Não. O diagnóstico é central, mas a cobertura depende do tipo de medicamento, do registro sanitário, da indicação, das evidências, das regras do Rol e da segmentação do plano. Em contrapartida, a operadora também não pode usar uma negativa genérica sem analisar o tratamento prescrito.

O plano pode obrigar o paciente a usar outro medicamento?

A operadora pode indicar alternativa existente na rede ou no Rol, mas ela precisa ser clinicamente adequada. Se o oncologista entende que a substituição é ineficaz, contraindicada ou mais arriscada, deve explicar isso no relatório.

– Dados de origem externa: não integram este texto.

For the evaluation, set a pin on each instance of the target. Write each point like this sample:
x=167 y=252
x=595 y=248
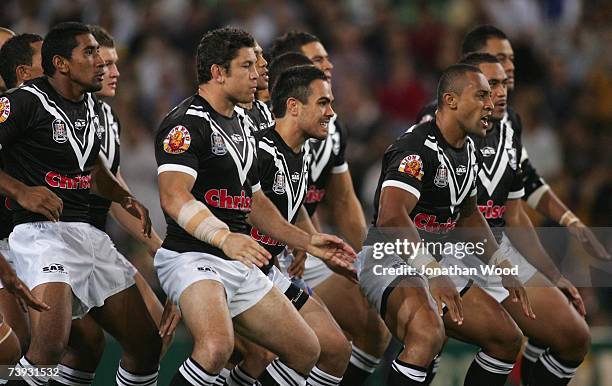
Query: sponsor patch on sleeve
x=5 y=109
x=412 y=165
x=178 y=140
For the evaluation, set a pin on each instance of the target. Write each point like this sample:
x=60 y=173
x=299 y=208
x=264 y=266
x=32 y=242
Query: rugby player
x=208 y=264
x=76 y=269
x=426 y=189
x=330 y=183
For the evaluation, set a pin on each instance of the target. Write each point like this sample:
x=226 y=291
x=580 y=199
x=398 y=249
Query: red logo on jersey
x=314 y=195
x=491 y=211
x=218 y=198
x=264 y=239
x=56 y=180
x=428 y=223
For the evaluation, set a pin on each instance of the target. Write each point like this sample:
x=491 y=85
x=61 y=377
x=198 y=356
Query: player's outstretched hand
x=298 y=265
x=243 y=248
x=38 y=199
x=444 y=291
x=335 y=253
x=588 y=240
x=15 y=286
x=572 y=294
x=170 y=319
x=518 y=293
x=138 y=210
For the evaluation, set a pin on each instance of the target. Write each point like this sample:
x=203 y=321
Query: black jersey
x=284 y=177
x=260 y=114
x=442 y=177
x=327 y=159
x=50 y=141
x=533 y=183
x=220 y=152
x=499 y=174
x=110 y=154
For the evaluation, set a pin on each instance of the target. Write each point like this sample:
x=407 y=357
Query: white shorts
x=244 y=287
x=74 y=253
x=5 y=251
x=315 y=271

Medicamento off-label pode ser coberto?

Pode haver cobertura. Uso off-label significa utilização fora das indicações da bula, não ausência de registro na Anvisa. A prescrição precisa ter suporte técnico e ser analisada conforme a situação clínica; o termo, sozinho, não resolve a controvérsia.

Posso reclamar diretamente na ANS?

É possível registrar reclamação, mas a ANS orienta que o beneficiário procure primeiro a operadora e guarde o protocolo. Esse número permite demonstrar a tentativa de solução e iniciar a mediação regulatória.

Preciso esperar a ANS antes de buscar outra medida?

Não existe uma resposta única. Quando não há urgência, a via administrativa pode resolver e produzir documentos úteis. Quando o relatório indica risco concreto na demora, aguardar pode não ser adequado. A decisão deve considerar o prazo médico, não apenas o prazo burocrático.

O plano pode negar porque o medicamento é caro?

O preço não é fundamento jurídico suficiente, por si só. A discussão deve se concentrar na cobertura contratual e legal, na indicação médica, no registro, nas regras regulatórias e na base científica do tratamento.

O que deve ser observado antes de aceitar a negativa

Uma negativa de medicamento para tratamento de câncer precisa ser lida junto com a prescrição, o relatório do oncologista, o registro na Anvisa, a forma de administração, o Rol da ANS, as Diretrizes de Utilização e o contrato do plano. A palavra “domiciliar”, “off-label” ou “fora do Rol” não encerra, isoladamente, a análise.

O caminho mais seguro começa pela documentação: peça a justificativa completa, confirme o protocolo, organize os exames e solicite ao médico uma explicação objetiva sobre a escolha terapêutica e o risco de atraso. A partir daí, é possível avaliar reanálise, reclamação na ANS ou outra medida compatível com a urgência.

Em tratamento oncológico, prazo e precisão caminham juntos. Uma resposta rápida ajuda, mas precisa estar apoiada nos documentos certos para evitar que a discussão sobre cobertura atrase uma decisão médica que não pode esperar.